Menurutnya, peristiwa tersebut bukan sekadar persoalan simbol, melainkan menyangkut martabat, hak sipil, dan komitmen negara terhadap perdamaian Aceh yang telah diperjuangkan melalui proses panjang, penuh pengorbanan, serta disahkan dalam perjanjian resmi antara Aceh dan Pemerintah Republik Indonesia.
“Perdamaian Aceh tidak lahir dari ruang hampa. Ia dibangun di atas darah dan air mata rakyat Aceh. Karena itu, setiap tindakan represif yang mengabaikan kesepakatan damai merupakan bentuk pengkhianatan terhadap semangat rekonsiliasi,” tegas Fasya.
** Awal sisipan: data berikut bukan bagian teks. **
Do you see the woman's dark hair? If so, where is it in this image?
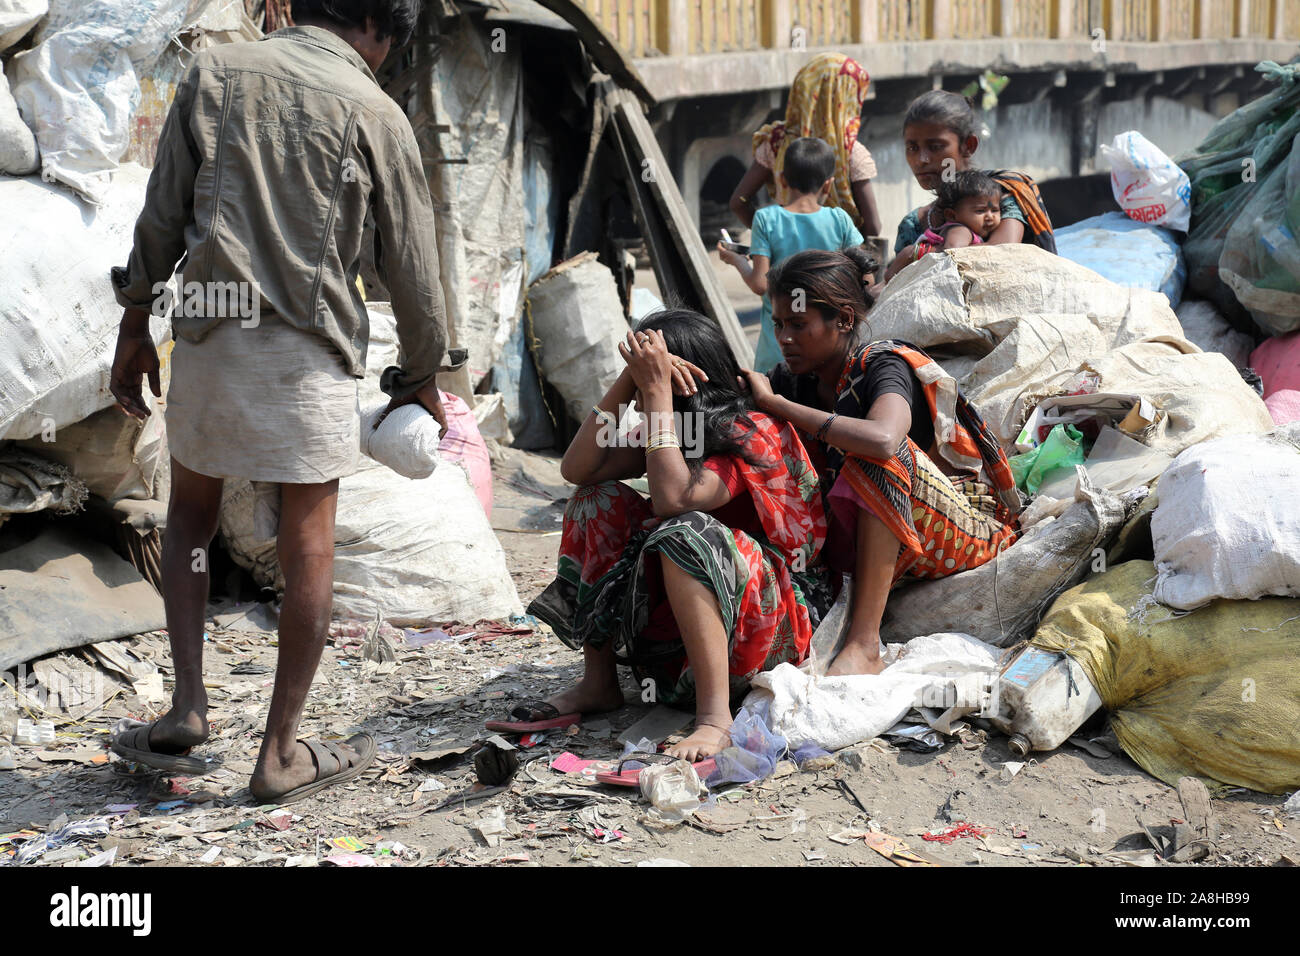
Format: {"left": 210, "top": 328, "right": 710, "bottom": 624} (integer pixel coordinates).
{"left": 291, "top": 0, "right": 420, "bottom": 45}
{"left": 903, "top": 90, "right": 978, "bottom": 143}
{"left": 766, "top": 247, "right": 878, "bottom": 338}
{"left": 935, "top": 169, "right": 1001, "bottom": 211}
{"left": 634, "top": 308, "right": 764, "bottom": 476}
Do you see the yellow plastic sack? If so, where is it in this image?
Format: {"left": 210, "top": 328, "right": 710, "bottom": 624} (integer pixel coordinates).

Ia menegaskan bahwa Aceh saat ini tidak sedang menuntut kemerdekaan, melainkan menagih janji negara yang telah disepakati bersama. Dalam MoU Helsinki butir 1.1.5, secara jelas disebutkan bahwa Aceh berhak menggunakan simbol-simbol wilayahnya, termasuk bendera. Pengakuan tersebut kemudian ditegaskan kembali dalam Undang-Undang Nomor 11 Tahun 2006 tentang Pemerintahan Aceh (UUPA), khususnya Pasal 246 dan 247, yang membuka ruang pengaturan bendera dan lambang Aceh sebagai simbol kekhususan daerah.
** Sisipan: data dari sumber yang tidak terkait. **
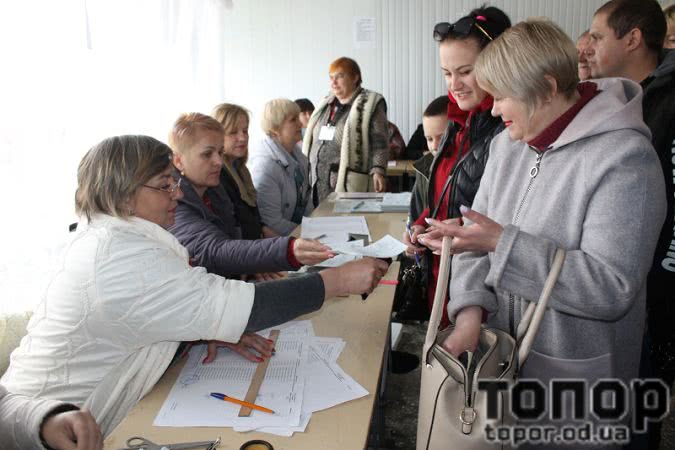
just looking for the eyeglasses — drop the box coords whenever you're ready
[433,16,493,43]
[142,177,181,194]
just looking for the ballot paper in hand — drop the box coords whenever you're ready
[314,253,360,268]
[330,234,407,258]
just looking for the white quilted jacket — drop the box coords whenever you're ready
[1,214,254,435]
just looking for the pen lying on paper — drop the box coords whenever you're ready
[209,392,274,414]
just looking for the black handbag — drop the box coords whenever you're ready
[392,256,429,322]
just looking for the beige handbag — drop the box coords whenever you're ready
[416,237,565,450]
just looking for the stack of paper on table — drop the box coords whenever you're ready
[335,192,385,199]
[300,216,371,243]
[332,192,412,213]
[333,199,382,213]
[153,320,368,436]
[380,192,412,212]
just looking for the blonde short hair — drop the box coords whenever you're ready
[260,99,300,136]
[475,20,579,113]
[665,4,675,24]
[168,112,223,155]
[211,103,250,134]
[75,135,173,221]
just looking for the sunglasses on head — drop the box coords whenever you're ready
[433,15,493,42]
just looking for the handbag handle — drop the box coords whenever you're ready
[516,248,565,365]
[423,235,565,367]
[423,236,453,361]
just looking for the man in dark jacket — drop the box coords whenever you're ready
[587,1,675,447]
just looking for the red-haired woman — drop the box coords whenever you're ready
[302,57,389,203]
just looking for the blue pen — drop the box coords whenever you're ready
[406,220,422,266]
[352,200,365,211]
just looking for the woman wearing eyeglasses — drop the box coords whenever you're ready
[1,135,388,436]
[302,56,389,203]
[403,6,511,327]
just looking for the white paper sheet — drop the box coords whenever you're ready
[336,192,385,200]
[333,199,382,213]
[235,337,364,437]
[327,240,364,256]
[154,335,306,428]
[309,337,346,363]
[301,345,368,413]
[316,232,351,248]
[154,322,366,437]
[314,253,360,268]
[353,16,376,50]
[258,320,315,338]
[300,216,371,241]
[380,192,412,212]
[330,234,407,258]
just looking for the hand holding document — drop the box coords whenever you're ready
[330,234,407,259]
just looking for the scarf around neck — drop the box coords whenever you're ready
[222,158,257,208]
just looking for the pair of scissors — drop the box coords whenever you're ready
[119,436,221,450]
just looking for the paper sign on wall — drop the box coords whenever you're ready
[353,16,376,49]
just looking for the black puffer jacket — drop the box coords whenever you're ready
[427,109,504,220]
[641,49,675,379]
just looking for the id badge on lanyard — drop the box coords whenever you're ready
[319,125,336,141]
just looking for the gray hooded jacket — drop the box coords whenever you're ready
[449,78,666,386]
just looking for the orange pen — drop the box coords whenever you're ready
[209,392,274,414]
“Tindakan pelarangan, apalagi disertai kekerasan fisik terhadap warga sipil, tidak hanya berpotensi melanggar hak asasi manusia dan hak sipil warga negara, tetapi juga merusak kepercayaan rakyat Aceh terhadap komitmen negara dalam menjalankan MoU Helsinki dan UUPA,” ujarnya.
Fasya menilai, tindakan koersif aparat negara dalam menyikapi persoalan pengibaran bendera Aceh justru kontraproduktif dan berisiko membuka kembali luka lama yang seharusnya telah disembuhkan melalui perdamaian. Ketika hak yang dijamin oleh perjanjian dan undang-undang dibalas dengan intimidasi dan kekerasan, maka yang terluka bukan hanya tubuh warga sipil, tetapi juga rasa keadilan dan kepercayaan rakyat Aceh terhadap negara.
Sebagai representasi mahasiswa hukum dan generasi muda Aceh, Fasya menegaskan bahwa aparat negara seharusnya berdiri sebagai penjaga konstitusi dan perdamaian, bukan justru menjadi sumber ketakutan bagi rakyat. Ia menyerukan agar negara berhenti menggunakan pendekatan intimidatif dan kembali pada jalan dialog, hukum, dan penghormatan terhadap kesepakatan damai.
“Perdamaian antara Aceh dan Indonesia tidak dijaga dengan intimidasi, melainkan dengan kejujuran, penghormatan terhadap perjanjian, serta keberanian negara menepati komitmennya sendiri, karena menjaga perdamaian Aceh adalah tanggung jawab bersama yang tidak boleh dikorbankan oleh tindakan sepihak yang mengabaikan hukum dan sejarah perdamaian itu sendiri,” pungkasnya.